DPE à Hôtel de Ville, Limoges : bâti ancien, étiquettes et enjeux immobiliers
Les 780 DPE géolocalisés à Hôtel de Ville dessinent un quartier de Limoges très majoritairement composé d’appartements, où les constructions antérieures à 1948 occupent une place importante. Les étiquettes C dominent, tandis que les logements F et G représentent 5,0 % des diagnostics étudiés, contre 5,5 % dans la ville.

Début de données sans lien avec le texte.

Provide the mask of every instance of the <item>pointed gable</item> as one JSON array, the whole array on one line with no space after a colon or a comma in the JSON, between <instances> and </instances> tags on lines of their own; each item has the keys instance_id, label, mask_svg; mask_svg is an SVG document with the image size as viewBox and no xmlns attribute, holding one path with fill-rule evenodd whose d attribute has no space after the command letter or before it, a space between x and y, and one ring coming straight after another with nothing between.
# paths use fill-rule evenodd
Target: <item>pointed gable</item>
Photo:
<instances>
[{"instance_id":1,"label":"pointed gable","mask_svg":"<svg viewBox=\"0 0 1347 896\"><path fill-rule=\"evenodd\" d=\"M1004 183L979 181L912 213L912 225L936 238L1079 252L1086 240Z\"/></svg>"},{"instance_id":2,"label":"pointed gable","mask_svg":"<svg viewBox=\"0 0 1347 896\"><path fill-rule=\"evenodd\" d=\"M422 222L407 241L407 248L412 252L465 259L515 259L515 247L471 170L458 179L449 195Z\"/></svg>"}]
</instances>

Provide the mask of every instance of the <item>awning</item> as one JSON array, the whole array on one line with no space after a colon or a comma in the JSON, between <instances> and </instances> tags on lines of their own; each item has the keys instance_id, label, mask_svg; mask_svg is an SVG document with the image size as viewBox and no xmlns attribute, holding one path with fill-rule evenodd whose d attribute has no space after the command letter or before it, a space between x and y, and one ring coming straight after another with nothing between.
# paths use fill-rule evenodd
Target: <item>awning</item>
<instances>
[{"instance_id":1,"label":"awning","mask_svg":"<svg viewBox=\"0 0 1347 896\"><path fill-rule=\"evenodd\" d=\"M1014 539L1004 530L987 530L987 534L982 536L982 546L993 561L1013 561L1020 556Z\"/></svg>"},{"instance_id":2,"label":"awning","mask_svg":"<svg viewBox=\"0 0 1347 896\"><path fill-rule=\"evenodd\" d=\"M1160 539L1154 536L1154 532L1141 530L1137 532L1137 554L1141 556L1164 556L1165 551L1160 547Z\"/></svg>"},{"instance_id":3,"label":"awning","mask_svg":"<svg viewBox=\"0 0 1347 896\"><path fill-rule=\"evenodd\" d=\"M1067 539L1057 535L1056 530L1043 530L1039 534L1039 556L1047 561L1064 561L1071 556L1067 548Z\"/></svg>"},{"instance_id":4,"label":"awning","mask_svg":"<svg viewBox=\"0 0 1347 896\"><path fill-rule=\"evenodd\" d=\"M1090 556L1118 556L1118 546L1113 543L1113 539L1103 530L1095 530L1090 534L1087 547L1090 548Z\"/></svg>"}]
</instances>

Le dossier énergétique du quartier Hôtel de Ville à Limoges repose sur 780 diagnostics de performance énergétique géolocalisés, issus d’un échantillon analysé de 15 000 DPE à l’échelle de la commune. Ces données permettent de décrire les biens diagnostiqués, de comparer leurs résultats avec les repères municipaux et d’identifier les points à examiner dans un projet immobilier. Elles ne constituent toutefois pas une description individuelle de chaque logement du quartier. Une lecture utile doit rapprocher les étiquettes, l’ancienneté du bâti, les surfaces et les consommations estimées. À Hôtel de Ville, cette approche fait apparaître un parc ancien, presque exclusivement en appartements, dont les résultats énergétiques ne se résument pas à son âge.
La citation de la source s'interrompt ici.